With a subnode to contain all of the ubuntu-trusty builds at:

/nodepool/image/ubuntu-trusty/builds

And each build would appear as a child with a sequential ID and some associated metadata:

/nodepool/image/ubuntu-trusty/builds/123
  builder: build-hostname
  filename: ubuntu-trusty-123
  state: ready
  state_time: 1455137665
/nodepool/image/ubuntu-trusty/builds/124
  builder: build-hostname
  filename: ubuntu-trusty-124
  state: ready
  state_time: 1455141272

Similarly, uploaded images may appear as:

/nodepool/image/ubuntu-trusty/builds/123/provider/infra-cloud-west/images/456
  external_id: 406a9bd0-18b3-458a-8203-60642e759dc1
  state: ready
  state_time: 1455137665
/nodepool/image/ubuntu-trusty/builds/124/provider/infra-cloud-west/images/457
  external_id: 9ed6ead0-98c6-4e9d-b912-f3bb369f916b
  state: ready
  state_time: 1455144872

This means that the worker and the daemon always share the same information about both image builds and uploads at all times. A request to delete an image or build would take the form of setting the state to delete. This could be acted on by the worker in a periodic job, or perhaps more quickly if the worker set a watch on each image node for which it is responsible.

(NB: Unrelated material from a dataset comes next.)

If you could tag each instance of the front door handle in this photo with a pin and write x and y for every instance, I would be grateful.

To support both scaling and building on multiple platforms, we expect more than one image builder to be running. To ensure that only one worker builds a given image type, we can use a lock construct based on Zookeeper primitives. When a builder decides to build an image, it would obtain the lock on:

/nodepool/image/ubuntu-trusty/builds/lock

Once it obtained the lock, it would create:

/nodepool/image/ubuntu-trusty/builds/125

To record the state of the ongoing build. If the build is aborted, due to the use of an ephemeral node as the lock, it will automatically be released and another worker may decide to begin a new build. When the worker that failed restarts, it will see the incomplete build in Zookeeper and delete it from disk (if needed) and then delete the Zookeeper node.

When launching a node, the Nodepool daemon will simply list the children of:

/nodepool/image/ubuntu-trusty/builds/123/provider/infra-cloud-west/images/

And find the highest numbered ready image listed there.

Note that because the state is entirely shared, the logic to determine when a build is necessary can be moved entirely within the builder. This kind of logic distribution may ultimately free us from needing a central daemon at all.

The builder will not only ensure that missing images are built, but also will build updated replacement images according to a schedule in the config file (as nodepool does now). In order to avoid thundering herd issues and determinism based on clock precision, the replacement build schedule will be randomized slightly.

We will still want a way to request that an image be built off-schedule. For that, we could simply create a node as a flag, e.g.:

/nodepool/image/ubuntu-trusty/request-build

Future Work

If this proves satisfactory, we could implement a similar mechanism for node launching. The Nodepool Launch Worker spec, describes moving the node launch and delete actions into separate workers (one per provider to maintain API rate limits). It could be altered to use the system described here to keep track of nodes.

Further, the Zuul v3 spec describes a rather complex protocol for Zuul and Nodepool to coordinate the use of nodes. This is likely to be subject to the same edge cases and race conditions as the Nodepool image build workers have been. Replacing that with a queue construct built on Zookeeper will significantly simplify the protocol as well as make it more robust. At this point there would no longer be any need for a central Nodepool daemon and Nodepool would be a fully distributed and highly fault-tolerant application.

Later, after the rest of the Zuul v3 work is complete, we might consider storing Zuul pipeline state in Zookeeper and developing distributed Zuul queue workers to process it, thereby achieving the same fully-distributed application design in Zuul.

Alternatives

The status quo is sufficient, if complex.

The workers could be given access to the MySQL database to achieve shared state, but still use gearman as the trigger.

The above, but a MySQL query could be used as the trigger instead of gearman.

Implementation

Assignee(s)

Primary assignee: Shrews

Gerrit Branch

Nodepool and Zuul will both be branched for development related to this spec. The “master” branches will continue to receive patches related to maintaining the current versions, and the “feature/zuulv3” branches will receive patches related to this spec. The .gitreview files will be updated to submit to the correct branches by default.

Work Items

TBD

Repositories

This affects the existing nodepool, system-config, potentially project-config repos.

Servers

Affects the existing nodepool server. We will eventually want to run multiple Zookeeper services.

DNS Entries

N/A

Documentation

The infra/system-config nodepool documentation should be updated to describe the new system.

Security

Zookeeper supports authentication, authorization, and SSL.

Testing

This should be testable privately and locally.

Dependencies

N/A.